Something I’ve noticed in my 40s is how often I try to fix things that aren’t actually my responsibility. The tricky part about being the revealer, the make-it-happen-er, or the compulsive helper is that it feels like a deep bond to the one doing the giving…and like a ten-day antibiotic to the one getting “fixed.”
People will absolutely let you be their medicine.
They’ll let you drive to them, give your time, donate your talent, buy for them, fix things for them, pour into them, talk them up, build it, write it, design it, clean it…whatever you’re good at. And as long as you don’t show them your needs, you’ll have what looks like a wonderful relationship blooming…right up until your resources are used up.

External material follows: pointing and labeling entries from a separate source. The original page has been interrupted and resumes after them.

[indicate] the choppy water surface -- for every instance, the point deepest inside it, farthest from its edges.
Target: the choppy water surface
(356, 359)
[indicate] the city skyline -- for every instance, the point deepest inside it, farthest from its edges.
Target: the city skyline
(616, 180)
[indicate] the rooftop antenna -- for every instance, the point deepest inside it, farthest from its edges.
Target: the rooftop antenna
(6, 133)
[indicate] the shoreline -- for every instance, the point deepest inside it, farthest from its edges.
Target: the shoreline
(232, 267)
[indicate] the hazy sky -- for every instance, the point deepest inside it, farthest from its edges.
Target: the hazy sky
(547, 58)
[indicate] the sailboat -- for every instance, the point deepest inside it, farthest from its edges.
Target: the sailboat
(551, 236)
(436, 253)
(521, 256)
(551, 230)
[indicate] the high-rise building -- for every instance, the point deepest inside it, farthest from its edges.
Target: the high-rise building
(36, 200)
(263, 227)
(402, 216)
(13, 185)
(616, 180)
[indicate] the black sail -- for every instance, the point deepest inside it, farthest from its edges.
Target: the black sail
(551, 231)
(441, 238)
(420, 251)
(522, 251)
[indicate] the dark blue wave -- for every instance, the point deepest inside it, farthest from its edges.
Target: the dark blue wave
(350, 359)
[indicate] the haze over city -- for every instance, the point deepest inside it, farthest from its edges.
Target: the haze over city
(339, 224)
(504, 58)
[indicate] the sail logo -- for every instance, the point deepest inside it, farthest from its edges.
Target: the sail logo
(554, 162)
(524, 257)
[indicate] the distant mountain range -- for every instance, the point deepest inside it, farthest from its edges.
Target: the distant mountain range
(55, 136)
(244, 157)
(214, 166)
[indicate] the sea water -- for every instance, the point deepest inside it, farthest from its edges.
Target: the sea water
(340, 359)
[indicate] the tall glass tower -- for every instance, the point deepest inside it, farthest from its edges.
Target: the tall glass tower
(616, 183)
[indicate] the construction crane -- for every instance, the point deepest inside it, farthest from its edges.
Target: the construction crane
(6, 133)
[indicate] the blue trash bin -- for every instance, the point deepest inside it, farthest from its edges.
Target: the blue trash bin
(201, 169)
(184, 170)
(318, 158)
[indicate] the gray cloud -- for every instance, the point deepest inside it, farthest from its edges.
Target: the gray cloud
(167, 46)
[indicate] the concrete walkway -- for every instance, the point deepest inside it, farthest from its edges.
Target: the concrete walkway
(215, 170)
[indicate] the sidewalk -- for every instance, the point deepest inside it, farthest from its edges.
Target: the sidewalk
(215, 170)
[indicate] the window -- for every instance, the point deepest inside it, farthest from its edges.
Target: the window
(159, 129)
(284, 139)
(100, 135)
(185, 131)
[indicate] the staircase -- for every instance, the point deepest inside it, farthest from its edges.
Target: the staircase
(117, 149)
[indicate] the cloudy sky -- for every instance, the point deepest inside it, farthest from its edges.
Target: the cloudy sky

That tight, sour feeling in your face, the one that makes you scowl when you think about how poorly they treat you the moment you stop performing – that hits like rejection. It’s the rejection our inner people-pleaser child managed to delay and hoped to avoid with all the good deeds and “I helped” gestures.
So what if we normalized internally auditing why we do things for people?
It isn’t always altruistic. Sometimes we’re auditioning, hoping our super-awesome effort earns us a main-character role in someone else’s life. And sometimes we truly give simply because we can, with no expectation of return – the healthiest version we can only really do by being the healthiest version of us.
But all the time, we need a safe place to be imperfectly human. A place to mess up, have needs, cry, and let someone else extend their resources to us….fill our cup, too.
Health-check yourself before choosing whose medicine you take, so you know how much of yours you can give, and where it will actually do the most good. Health-check your relationship with God first…there’s a great chance you have a God sized hole you’re trying to fill with acts of service.
The goal isn’t to stop giving or to love less, it’s to give from a place where you’re also allowed to be held, loved, fulfilled, and at peace with the outcome.